Exposure And Depth Of Field

In photography, exposure refers to the amount of light that penetrates through a photographic film at a given time. The amount of light exposure of the film depends upon factors like shutter speed, lens aperture, etc. Thus, , when the shutter cycle is long the photographic film is exposed to a source of light for a longer duration. On the other hand, when the shutter cycle is brief, speedier and recurrent in nature it results in multiple exposure of the photographic film or image sensor within a given time.

Nagahara describes the depth of field as range of scene depths within an image distance that appear focused. Hence, among the factors that determine the amount of sharpness and blurriness of all the objects in a particular scene include the type of camera that is being used, aperture speed and distance of the objects from the lens.

In photography, both exposure and depth of field are determined by the aperture and shutter speed. This shows that they are correlated in some way or the other. The purpose of this work will be to find it out with the help of scholarly researches.
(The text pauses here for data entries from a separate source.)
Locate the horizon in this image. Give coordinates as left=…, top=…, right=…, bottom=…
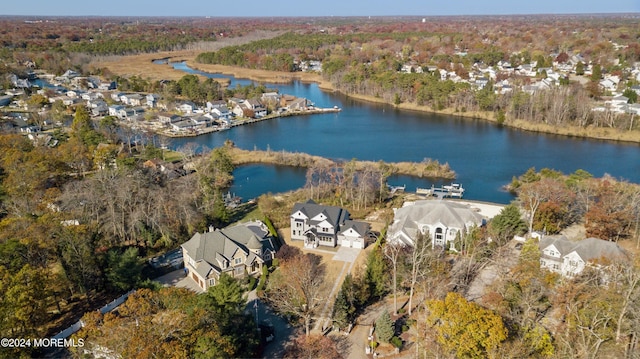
left=3, top=0, right=639, bottom=17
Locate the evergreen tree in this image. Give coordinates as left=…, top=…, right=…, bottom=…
left=591, top=63, right=602, bottom=82
left=361, top=247, right=388, bottom=303
left=332, top=273, right=357, bottom=329
left=105, top=247, right=143, bottom=291
left=375, top=309, right=395, bottom=343
left=575, top=61, right=585, bottom=76
left=489, top=203, right=527, bottom=244
left=623, top=88, right=637, bottom=104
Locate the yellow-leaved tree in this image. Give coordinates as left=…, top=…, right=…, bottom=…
left=427, top=292, right=508, bottom=358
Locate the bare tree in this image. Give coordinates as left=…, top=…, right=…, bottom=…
left=407, top=231, right=431, bottom=315
left=383, top=240, right=404, bottom=315
left=266, top=252, right=326, bottom=336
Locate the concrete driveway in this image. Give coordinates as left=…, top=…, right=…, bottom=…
left=154, top=268, right=204, bottom=293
In general, the objects that are present in a single image are placed at different distances from the camera lens. This results in gradual blurring of the farthest object. Shan and Agarwal conducted a research to find out how high quality motion de-blurring can be achieved from a single image. The researchers computed a de-blurred image with the help of an amalgamated probabilistic model for  blur kernel evaluation as well as restoration of unblurred image. The camera aperture was set to disallow long shutter speed so that the photographic film gets minimal light exposure. This resulted in de-blurring of a number of objects in a single image and making them appear as if they are all within the same depth of field from the lens. Another experiment was conducted to achieve motion deblurring with the help of fluttered shutter. This experiment also suggested that in conventional photography, single exposure of the aperture leads to motion blurred photographic image of moving objects. Therefore, the researchers calibrated the situation by fluttering the camera’s shutter open and close within an exposure time. Consequently, they found that motion blur effect was removed and the image gave a virtual feeling that all the objects are placed at the same depth of field.

To conclude, it can be said that depth of field is the span of distance between the nearest and the farthest object in a focal range where the zone of sharpness is within the acceptable limit. Thus, by determining the exposure of lens to the light source a photographer can generate a virtual feeling that the depth of field of various objects located within a single scene has been changed.